Liam Neeson is opening up about the devastating loss of losing his wife, Natasha Richardson, following a bad ski accident. It’s been five years, but the Taken actor is understandably still grieving.
Richardson passed away in 2009 after suffering an injury to her head while skiing in Montreal, Canada. Neeson shared with Anderson Cooper on 60 Minutes that he had the conversation with his wife of 15 years before the accident that if one of them becomes in that “vegetable state” on life support, they would make the decision to pull the plug.
"[Her death] was never real. It still kind of isn't," Neeson told Cooper, Us Weekly reports. "There's periods now in our New York residence when I hear the door opening, especially the first couple of years . . . anytime I hear that door opening, I still think I'm going to hear her."
He added she would be “thrilled and pleased” to know that three of her organs – heart, kidneys and liver –have been donated to people in need.
"She was on life support . . . I went in to her and I told her I loved her, said 'Sweetie, you're not coming back from this, you've banged your head,'" he shared "She and I had made a pact, if any of us got into a vegetative state that we'd pull the plug . . . that was my immediate thought . . . 'Okay, these tubes have to go. She's gone.'"

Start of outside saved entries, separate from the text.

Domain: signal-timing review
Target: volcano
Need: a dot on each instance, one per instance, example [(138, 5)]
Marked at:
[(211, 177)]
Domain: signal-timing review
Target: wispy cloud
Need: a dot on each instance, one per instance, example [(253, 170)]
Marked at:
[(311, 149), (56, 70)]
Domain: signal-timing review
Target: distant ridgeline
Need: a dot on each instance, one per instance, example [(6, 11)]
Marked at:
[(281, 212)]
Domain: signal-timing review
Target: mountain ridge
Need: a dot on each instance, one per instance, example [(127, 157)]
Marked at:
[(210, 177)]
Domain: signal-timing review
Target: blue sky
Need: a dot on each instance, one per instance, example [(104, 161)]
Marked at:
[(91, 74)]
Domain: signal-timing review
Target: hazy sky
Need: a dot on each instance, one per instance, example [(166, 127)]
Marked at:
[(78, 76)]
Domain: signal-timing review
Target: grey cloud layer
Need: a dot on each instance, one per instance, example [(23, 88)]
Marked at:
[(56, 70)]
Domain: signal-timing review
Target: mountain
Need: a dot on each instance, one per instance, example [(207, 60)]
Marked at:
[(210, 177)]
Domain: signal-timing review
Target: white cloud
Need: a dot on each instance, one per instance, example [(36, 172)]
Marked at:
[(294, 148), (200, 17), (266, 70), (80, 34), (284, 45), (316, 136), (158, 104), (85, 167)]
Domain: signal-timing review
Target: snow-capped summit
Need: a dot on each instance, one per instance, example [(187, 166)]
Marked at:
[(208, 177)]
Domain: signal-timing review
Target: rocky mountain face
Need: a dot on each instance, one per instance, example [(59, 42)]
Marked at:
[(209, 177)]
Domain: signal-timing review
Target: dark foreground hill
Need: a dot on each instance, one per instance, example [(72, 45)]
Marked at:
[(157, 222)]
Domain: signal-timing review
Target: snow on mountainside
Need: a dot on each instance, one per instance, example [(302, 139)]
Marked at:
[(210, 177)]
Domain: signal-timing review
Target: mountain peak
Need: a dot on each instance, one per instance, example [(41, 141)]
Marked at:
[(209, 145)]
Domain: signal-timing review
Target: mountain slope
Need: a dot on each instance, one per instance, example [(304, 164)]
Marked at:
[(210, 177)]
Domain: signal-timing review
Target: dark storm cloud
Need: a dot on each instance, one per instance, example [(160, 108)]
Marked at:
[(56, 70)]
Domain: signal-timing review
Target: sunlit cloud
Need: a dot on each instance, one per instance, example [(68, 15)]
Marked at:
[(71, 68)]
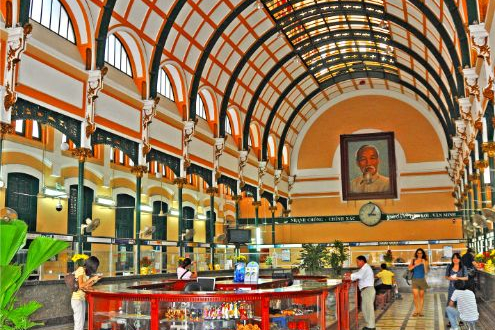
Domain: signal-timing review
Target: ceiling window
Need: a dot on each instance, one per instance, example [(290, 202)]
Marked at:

Neeson, whose film Non-Stop hits theaters next week, talked frankly about his sadness over her death. He explained he has a “profound feeling of instability.”
“It hits you. It's like a wave," he said. “The Earth isn't stable anymore and then it passes and it becomes more infrequent, but I still get it sometimes."
Neeson and Richardson had two sons; Micheal, 19, and Daniel, 18.